Household catastrophic health expenditure and impoverishment due to payments for dental care in low and middle income countries.

At the 45th Annual Meeting & Exhibition of the American Association for Dental Research, researcher Eduardo Bernabé, King's College London Dental Institute, England, UK, will present a study titled "Household Catastrophic Health Expenditure and Impoverishment Due to Payments for Dental Care in Low and Middle Income Countries." The AADR Annual Meeting is being held in conjunction with the 40th Annual Meeting of the Canadian Association for Dental Research.

In this study, researchers explored whether dental care spending was associated with household catastrophic health expenditure and impoverishment in 40 low- and middle-income countries. Data from 174,257 respondents age 18 years and over (62,961 in 17 low income countries, 58,388 in 15 lower middle income countries and 52,908 in 8 upper middle income countries) who participated in the World Health Organization's World Health Surveys were analyzed.

Respondents were asked to provide information on total household expenditure over the last four weeks, and then details of item-by-item expenditure (including dental care) over the same period. Health expenditure was defined as catastrophic (CHE) if it was equal to or higher than 40 percent of the household capacity to pay. A household was considered impoverished when household expenditure was equal to or higher than subsistence spending but lower than subsistence spending net of health expenditure. The association between expenditure on dental care, CHE and impoverishment was assessed in multilevel logistic regression, with individuals nested within countries and adjusting for a number of individual and country-level factors.

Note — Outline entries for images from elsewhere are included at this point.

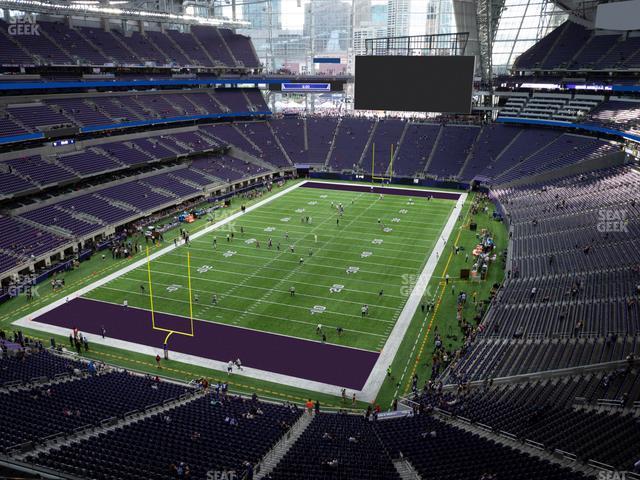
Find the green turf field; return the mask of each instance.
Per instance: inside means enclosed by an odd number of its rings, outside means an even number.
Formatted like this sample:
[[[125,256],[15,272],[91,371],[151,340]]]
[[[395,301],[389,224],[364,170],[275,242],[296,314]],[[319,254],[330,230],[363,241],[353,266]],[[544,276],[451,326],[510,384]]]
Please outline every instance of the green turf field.
[[[189,252],[194,318],[314,340],[321,323],[329,343],[380,350],[454,206],[451,200],[298,188],[153,260],[155,310],[189,316]],[[302,221],[307,216],[309,223]],[[349,267],[358,270],[348,273]],[[116,304],[126,299],[148,309],[147,267],[87,297]],[[364,304],[369,313],[363,319]]]

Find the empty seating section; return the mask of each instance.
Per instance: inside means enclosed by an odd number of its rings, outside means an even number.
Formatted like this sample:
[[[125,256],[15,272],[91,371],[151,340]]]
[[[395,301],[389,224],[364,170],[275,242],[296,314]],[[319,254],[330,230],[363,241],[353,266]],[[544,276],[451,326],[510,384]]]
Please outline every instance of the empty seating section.
[[[233,56],[239,65],[247,68],[257,68],[260,66],[260,61],[256,56],[256,52],[249,37],[234,34],[228,28],[220,28],[218,31],[222,35],[222,38],[224,38],[224,41],[231,50],[231,53],[233,53]]]
[[[86,98],[50,98],[0,110],[0,136],[37,132],[43,127],[111,126],[137,120],[174,119],[222,112],[268,112],[259,90],[218,89],[210,92],[98,95]]]
[[[80,383],[80,382],[76,382]],[[190,478],[257,463],[295,423],[300,412],[241,398],[203,396],[106,434],[30,458],[82,478],[164,480],[184,462]]]
[[[58,205],[41,207],[23,213],[21,217],[43,226],[61,229],[67,234],[73,234],[77,237],[89,235],[103,228],[103,224],[99,221],[78,218],[76,212],[64,210]]]
[[[161,189],[163,192],[169,192],[176,196],[188,197],[197,193],[201,193],[198,189],[193,188],[186,183],[176,181],[176,179],[168,173],[161,173],[152,177],[146,177],[140,180],[143,185],[152,189]]]
[[[180,47],[189,59],[189,65],[213,67],[212,58],[200,46],[200,42],[190,33],[182,33],[177,30],[167,30],[166,34]]]
[[[6,111],[11,117],[14,117],[23,125],[31,127],[33,131],[37,131],[38,127],[71,125],[73,123],[60,109],[55,110],[49,105],[42,103],[9,106]]]
[[[185,390],[183,385],[114,372],[0,393],[0,424],[5,432],[0,448],[68,434],[79,427],[177,398]]]
[[[591,32],[583,26],[573,22],[566,22],[562,27],[562,34],[555,45],[552,46],[544,62],[542,62],[542,68],[568,67],[573,56],[590,37]]]
[[[444,127],[426,123],[407,126],[393,165],[398,175],[413,176],[423,172],[441,128]]]
[[[163,33],[150,30],[145,33],[151,43],[153,43],[163,56],[169,60],[169,63],[175,65],[191,65],[192,62],[187,58],[185,53],[176,45],[171,38]]]
[[[387,175],[389,164],[391,163],[391,147],[393,151],[398,148],[398,142],[402,136],[405,122],[401,120],[382,120],[376,125],[376,129],[371,137],[371,145],[364,154],[362,168],[366,172],[373,172],[375,175]],[[373,153],[375,151],[375,153]],[[371,166],[372,155],[375,164]]]
[[[336,132],[338,119],[335,117],[308,117],[305,119],[308,143],[308,161],[324,164]]]
[[[442,397],[428,393],[424,401],[546,448],[572,453],[583,461],[631,470],[640,454],[638,418],[628,412],[598,412],[574,404],[580,404],[578,399],[590,402],[618,395],[632,403],[639,394],[638,372],[628,368],[475,388]]]
[[[38,22],[39,35],[8,33],[0,20],[0,64],[3,65],[199,65],[205,67],[260,66],[251,40],[228,29],[193,26],[177,30],[122,32],[100,27],[70,27]]]
[[[96,49],[103,53],[112,63],[124,65],[141,63],[133,53],[124,48],[111,32],[104,31],[100,27],[80,27],[77,31],[89,44],[96,47]]]
[[[513,64],[515,69],[534,69],[542,65],[545,57],[549,54],[553,45],[562,35],[566,23],[549,32],[549,34],[536,42],[531,48],[520,55]]]
[[[26,180],[40,186],[77,179],[73,173],[65,170],[55,163],[44,161],[40,155],[16,158],[13,160],[7,160],[4,163]]]
[[[591,111],[586,123],[640,134],[640,101],[609,100]]]
[[[527,340],[485,336],[444,380],[473,381],[619,361],[639,346],[640,337],[632,335]]]
[[[290,165],[266,122],[245,122],[238,128],[260,149],[261,160],[278,167]]]
[[[536,151],[545,148],[561,135],[555,130],[522,129],[512,141],[480,172],[482,176],[494,178],[502,172],[513,168]]]
[[[500,116],[539,120],[582,121],[604,97],[565,93],[534,93],[533,96],[509,96],[500,108]]]
[[[69,239],[11,217],[0,216],[0,250],[15,259],[14,266],[29,257],[40,257],[69,243]]]
[[[39,28],[51,38],[53,44],[64,46],[63,48],[72,57],[74,64],[80,62],[89,65],[104,65],[110,62],[102,52],[73,28],[54,22],[40,22]]]
[[[358,165],[373,128],[374,124],[369,120],[343,118],[336,131],[333,149],[329,157],[329,166],[340,171],[352,170],[354,165]],[[366,153],[365,158],[369,158],[369,162],[371,161],[371,156]]]
[[[399,479],[373,422],[363,416],[319,414],[271,474],[273,480],[301,478]],[[336,465],[330,462],[337,460]]]
[[[619,361],[640,332],[640,173],[627,166],[496,188],[507,279],[449,379]]]
[[[100,144],[100,149],[105,151],[109,157],[128,165],[147,163],[153,160],[151,155],[130,147],[128,143],[129,142],[102,143]]]
[[[268,112],[269,107],[265,102],[264,95],[257,88],[245,88],[242,90],[249,99],[249,106],[252,111]]]
[[[70,375],[75,369],[86,370],[86,366],[82,362],[45,351],[7,355],[0,357],[0,385],[26,383],[34,379],[52,379],[58,375]]]
[[[199,171],[233,182],[244,177],[252,177],[266,172],[266,169],[229,155],[222,157],[198,158],[191,166]]]
[[[561,168],[591,158],[602,157],[619,151],[618,146],[592,137],[563,134],[545,148],[523,159],[517,166],[494,178],[496,183],[506,183],[536,173]]]
[[[191,27],[191,33],[201,45],[206,45],[209,49],[208,57],[211,57],[216,65],[236,65],[236,62],[231,57],[229,47],[217,28],[194,25]]]
[[[480,129],[451,125],[436,141],[428,171],[439,178],[457,177]]]
[[[242,91],[235,91],[234,89],[219,88],[215,92],[217,100],[226,106],[227,112],[249,112],[247,97],[242,95]]]
[[[494,123],[482,127],[469,154],[469,160],[460,172],[460,178],[465,181],[473,180],[485,166],[498,158],[518,133],[518,127],[507,125]]]
[[[289,158],[294,163],[308,163],[308,152],[304,142],[304,119],[283,118],[272,120],[270,123]]]
[[[8,24],[0,20],[0,29],[6,32],[7,28]],[[13,35],[13,39],[31,54],[37,64],[70,65],[73,63],[69,55],[42,33],[40,35]]]
[[[113,120],[100,112],[95,105],[90,105],[81,98],[56,99],[48,101],[47,104],[61,107],[64,113],[73,118],[80,126],[113,123]]]
[[[6,31],[7,23],[1,22],[0,28]],[[34,65],[35,60],[15,42],[13,36],[0,34],[0,63],[2,65]]]
[[[255,143],[251,143],[233,124],[203,125],[200,127],[200,131],[219,143],[233,145],[251,155],[258,156],[261,154],[258,146]]]
[[[515,62],[517,70],[626,70],[640,67],[640,37],[602,35],[567,21]]]
[[[378,421],[375,429],[391,456],[398,458],[402,453],[422,478],[586,478],[427,415]]]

The proportion of households with dental care spending in the last four weeks was 7.8%, whereas the proportions of households incurring CHE and becoming impoverished were 11.2 percent and 4.3 percent, respectively. The odds of CHE (1.88, 95 percent CI: 1.78-1.99) and impoverishment (1.65, 95percent CI: 1.52-1.80) were significantly greater among adults living in households that spent on dental care in the last four weeks, after adjustment for gender, age, marital status, education, household wealth and size, having children less than five years old and adults over 60 years old in the household, health insurance status and urban/rural status, gross domestic product, Gini coefficient and national out-of-pocket health expenditure. This study shows that payments for dental care can pose a considerable burden on households, to the extent of preventing expenditure on basic necessities and pushing families into poverty.